Zugleich schloss er eine nachgiebigere Haltung der EU gegenüber Ankara wegen des Migrantenabkommens aus: "So sehr wir die Zusammenarbeit mit der Türkei in der Flüchtlingsfrage schätzen, so unverändert ist unsere Haltung in anderen Fragen, wenn es etwa um Grundwerte wie die Pressefreiheit geht." Die EU-Kommission führt mit der Türkei Verhandlungen über einen EU-Beitritt und plant in dem Zusammenhang auch die Bewertung der Presse- und Meinungsfreiheit in dem Land.

Kritik an türkischer Reaktion auf deutsche Satire

Juncker ging auch auf das Verhalten der türkischen Führung nach dem satirischen Beitrag in der ARD-Sendung "extra 3" über Erdogan ein. "Ich kann es überhaupt nicht nachvollziehen, dass ein deutscher Botschafter wegen eines zugegebenermaßen unmöglichen satirischen Liedes einbestellt wird", erklärte Juncker vor den Parlamentariern in Straßburg. In dem Lied war Erdogans Umgang mit der politischen Opposition kritisiert worden.

Das bringe die Türkei nicht näher an die EU, sondern entferne sie, unterstrich der EU-Kommissionspräsident. Die Strafanzeige Erdogans gegen den deutschen Satiriker Jan Böhmermann erwähnte Juncker nicht.
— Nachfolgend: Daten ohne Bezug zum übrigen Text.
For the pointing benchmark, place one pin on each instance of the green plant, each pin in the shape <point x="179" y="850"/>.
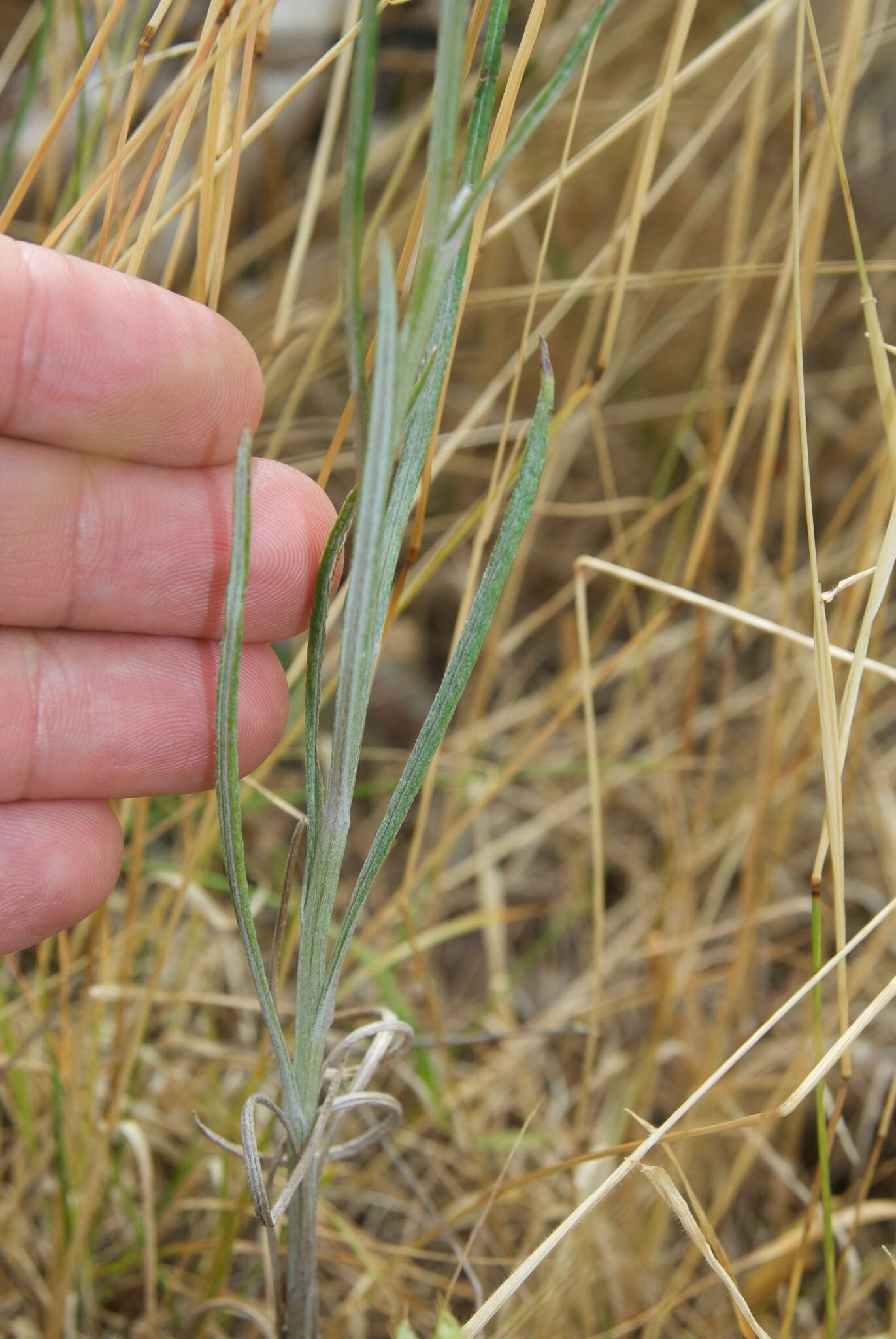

Der Fraktionsvorsitzende der Liberalen im EU-Parlament, Guy Verhofstadt, kritisierte das Vorgehen Erdogans gegen deutsche Satire-Fernsehsendungen ebenfalls. "Wir haben ihm schon die Schlüssel zu Europas Toren gegeben, nun laufen wir Gefahr, ihn auch unsere Redaktionen und Medien kontrollieren zu lassen", sagte der belgische Politiker.